Inside OpenClaw's LCM: How Long Context Memory Makes Agents Remember
What makes a good memory system? The user shouldn't have to explain who they are, what they just said, or what they want — every single time. OpenClaw achieves this with LCM (Long Context Memory), a memory management system designed specifically for AI agents operating across multiple sessions.
The architecture works on three layers. Short-term memory handles the current conversation session. When context approaches 80% of the window limit, OpenClaw automatically compresses earlier messages into structured summaries and injects them into the system prompt — preserving decision logic and key information while discarding filler content.
Mid-term memory — the LCM Summaries layer — is where things get interesting. As conversations accumulate beyond what fits in a single context window, LCM compresses conversation history into searchable, structured summaries stored in persistent memory.

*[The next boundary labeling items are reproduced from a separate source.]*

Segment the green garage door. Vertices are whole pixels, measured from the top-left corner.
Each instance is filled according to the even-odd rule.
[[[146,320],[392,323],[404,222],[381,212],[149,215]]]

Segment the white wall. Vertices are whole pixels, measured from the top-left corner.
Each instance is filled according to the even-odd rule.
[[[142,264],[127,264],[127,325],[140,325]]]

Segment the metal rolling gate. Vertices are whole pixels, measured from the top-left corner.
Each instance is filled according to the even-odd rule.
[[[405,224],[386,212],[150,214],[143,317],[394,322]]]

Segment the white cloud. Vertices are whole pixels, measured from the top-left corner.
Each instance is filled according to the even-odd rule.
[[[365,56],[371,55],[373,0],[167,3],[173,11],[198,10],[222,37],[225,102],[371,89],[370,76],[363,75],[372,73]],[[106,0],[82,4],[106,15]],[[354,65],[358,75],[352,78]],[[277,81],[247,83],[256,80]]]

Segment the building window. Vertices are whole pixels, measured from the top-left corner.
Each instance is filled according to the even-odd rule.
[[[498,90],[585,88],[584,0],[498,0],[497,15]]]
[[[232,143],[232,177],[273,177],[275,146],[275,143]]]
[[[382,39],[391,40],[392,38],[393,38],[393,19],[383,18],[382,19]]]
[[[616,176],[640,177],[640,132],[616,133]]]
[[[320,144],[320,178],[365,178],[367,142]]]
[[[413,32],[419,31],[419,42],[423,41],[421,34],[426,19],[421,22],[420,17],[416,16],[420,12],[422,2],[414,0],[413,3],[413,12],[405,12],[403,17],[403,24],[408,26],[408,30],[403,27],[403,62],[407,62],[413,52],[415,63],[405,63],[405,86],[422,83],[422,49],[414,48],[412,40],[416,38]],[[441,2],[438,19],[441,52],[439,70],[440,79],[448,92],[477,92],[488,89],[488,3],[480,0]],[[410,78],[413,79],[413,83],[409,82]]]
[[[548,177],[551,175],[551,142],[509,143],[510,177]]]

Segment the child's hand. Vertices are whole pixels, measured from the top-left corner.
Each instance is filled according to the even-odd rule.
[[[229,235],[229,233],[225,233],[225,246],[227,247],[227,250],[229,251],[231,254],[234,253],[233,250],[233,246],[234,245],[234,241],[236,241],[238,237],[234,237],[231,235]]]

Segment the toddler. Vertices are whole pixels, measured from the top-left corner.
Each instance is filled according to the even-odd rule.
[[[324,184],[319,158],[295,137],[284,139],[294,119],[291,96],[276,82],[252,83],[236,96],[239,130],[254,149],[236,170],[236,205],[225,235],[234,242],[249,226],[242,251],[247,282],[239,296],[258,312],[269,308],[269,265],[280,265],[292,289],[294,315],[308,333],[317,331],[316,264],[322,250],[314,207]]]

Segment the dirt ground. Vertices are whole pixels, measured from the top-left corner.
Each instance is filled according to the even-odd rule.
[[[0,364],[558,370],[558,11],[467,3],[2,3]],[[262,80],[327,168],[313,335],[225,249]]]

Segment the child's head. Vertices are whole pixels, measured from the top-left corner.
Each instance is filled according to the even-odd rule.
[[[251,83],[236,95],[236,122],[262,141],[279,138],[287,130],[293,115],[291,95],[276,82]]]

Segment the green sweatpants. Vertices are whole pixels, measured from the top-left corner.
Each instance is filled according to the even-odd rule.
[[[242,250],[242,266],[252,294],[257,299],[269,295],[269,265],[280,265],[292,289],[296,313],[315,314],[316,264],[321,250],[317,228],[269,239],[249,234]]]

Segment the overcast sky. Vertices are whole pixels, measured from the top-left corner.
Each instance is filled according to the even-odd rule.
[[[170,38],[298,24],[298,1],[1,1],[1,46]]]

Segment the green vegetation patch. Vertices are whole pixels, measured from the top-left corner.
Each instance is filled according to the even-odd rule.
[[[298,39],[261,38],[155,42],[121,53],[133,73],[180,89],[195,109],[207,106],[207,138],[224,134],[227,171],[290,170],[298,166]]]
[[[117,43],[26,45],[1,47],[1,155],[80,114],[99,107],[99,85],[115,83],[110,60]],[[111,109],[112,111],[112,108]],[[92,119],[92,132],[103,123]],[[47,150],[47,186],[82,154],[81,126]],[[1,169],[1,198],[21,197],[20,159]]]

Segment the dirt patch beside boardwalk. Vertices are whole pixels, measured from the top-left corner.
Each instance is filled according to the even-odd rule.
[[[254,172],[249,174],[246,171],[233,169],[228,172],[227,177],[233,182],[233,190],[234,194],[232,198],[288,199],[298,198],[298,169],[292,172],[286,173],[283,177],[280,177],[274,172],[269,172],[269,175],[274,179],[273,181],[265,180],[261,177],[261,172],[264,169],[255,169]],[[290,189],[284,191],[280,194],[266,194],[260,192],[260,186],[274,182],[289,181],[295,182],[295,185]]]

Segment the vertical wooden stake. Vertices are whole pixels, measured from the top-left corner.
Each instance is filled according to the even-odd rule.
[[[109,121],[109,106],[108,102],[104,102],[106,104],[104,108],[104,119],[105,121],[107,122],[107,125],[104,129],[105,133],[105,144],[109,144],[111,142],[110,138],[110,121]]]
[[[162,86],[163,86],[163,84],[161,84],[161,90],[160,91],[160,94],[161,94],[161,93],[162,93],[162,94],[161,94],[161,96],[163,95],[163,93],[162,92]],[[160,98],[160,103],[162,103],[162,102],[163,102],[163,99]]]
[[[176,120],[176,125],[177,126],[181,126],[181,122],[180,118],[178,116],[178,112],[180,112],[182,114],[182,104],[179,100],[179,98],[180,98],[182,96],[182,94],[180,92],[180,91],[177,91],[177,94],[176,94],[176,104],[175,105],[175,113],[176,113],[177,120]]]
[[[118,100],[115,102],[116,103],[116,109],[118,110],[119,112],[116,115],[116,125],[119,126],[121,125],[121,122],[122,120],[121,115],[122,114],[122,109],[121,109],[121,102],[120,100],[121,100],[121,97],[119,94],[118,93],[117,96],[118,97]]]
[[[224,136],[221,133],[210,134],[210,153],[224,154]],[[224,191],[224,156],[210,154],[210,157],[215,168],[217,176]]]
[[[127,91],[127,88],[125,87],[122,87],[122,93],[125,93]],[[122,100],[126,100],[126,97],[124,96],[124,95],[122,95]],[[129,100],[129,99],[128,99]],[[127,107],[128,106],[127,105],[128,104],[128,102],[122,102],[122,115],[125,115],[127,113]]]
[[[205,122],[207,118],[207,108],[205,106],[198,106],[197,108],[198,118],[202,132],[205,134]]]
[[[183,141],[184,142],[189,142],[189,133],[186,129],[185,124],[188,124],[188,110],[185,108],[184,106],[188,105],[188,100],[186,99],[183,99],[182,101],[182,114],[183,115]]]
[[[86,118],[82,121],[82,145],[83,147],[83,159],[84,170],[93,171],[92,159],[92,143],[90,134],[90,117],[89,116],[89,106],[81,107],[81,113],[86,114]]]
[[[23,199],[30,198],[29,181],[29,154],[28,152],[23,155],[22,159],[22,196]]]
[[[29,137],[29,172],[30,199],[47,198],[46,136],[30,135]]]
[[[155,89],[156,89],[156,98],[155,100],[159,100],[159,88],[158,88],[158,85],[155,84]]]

When you discuss a technical architecture with your agent and return to the topic a week later, LCM retrieves the relevant summary automatically. The compression algorithm is the secret sauce: it preserves decision logic and key inflection points while discarding small talk and redundant exchanges.
Long-term memory lives in actual files on disk. Each agent can write to dedicated memory files — soul.md, user.md, or custom paths. This is fundamentally different from cloud LLM memory. You can open the files, read what the agent remembered, edit mistakes, or delete things you don't want stored. This transparency is the defining advantage of local AI: you control what's remembered and what's forgotten.
A few practical pitfalls to watch for. The compression threshold defaults to 80% of context window, but if you're processing long documents, raise it — otherwise the agent might compress the document you're still analyzing. Memory writes are asynchronous, so if the agent process crashes, the last conversation may not be saved. And in multi-agent scenarios, memory isolation means Agent A's memory files aren't accessible to Agent B by default — you need to explicitly share paths.
The bottom line: LCM turns "memory" from a black box into a white box. You can see, edit, and control exactly what your agent remembers. Cloud LLMs cannot offer this.